L’ouvrage dirigé par Dominique Avon aligne une série de 9 articles organisés en deux grands thèmes : « Traditions de la caricature politique et religieuse » et l’affaire des caricatures de Mahomet « sous différents climats ». A la vue du sommaire, le regard international avec des contributions sur la Russie, l’Indonésie, l’Algérie, l’Angleterre, les Etats-Unis, l’Iran et le Liban, en plus de la France, semblait particulièrement engageant.

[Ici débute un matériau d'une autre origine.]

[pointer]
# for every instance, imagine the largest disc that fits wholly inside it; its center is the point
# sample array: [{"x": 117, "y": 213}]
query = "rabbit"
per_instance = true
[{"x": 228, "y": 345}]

Le résultat demeure très inégal. Certains des articles aux titres alléchants ne tiennent en effet pas leurs promesses : « De la reproduction édifiante de l’œuvre d’art religieuse à son détournement parodique (du second Empire à nos jours) » forme un catalogue d’œuvres graphiques présentées chronologiquement mais sans grande analyse. Si l’auteur évoque le fait que jusqu’à la Belle Epoque la caricature ne parodie pas les œuvres religieuses connues, sans apporter d’ailleurs d’explication, c’est en omettant l’instrumentalisation par la caricature anticléricale du XIXe siècle d’innombrables métaphores bibliques. Utilisées dans le cadre d’un discours républicain critique à l’égard des monarchistes, ces charges caricaturales détournent bien l’imagerie tirée de l’Ancien et du Nouveau Testament, en participant par ce jeu de détournement, à la laïcisation du dogme.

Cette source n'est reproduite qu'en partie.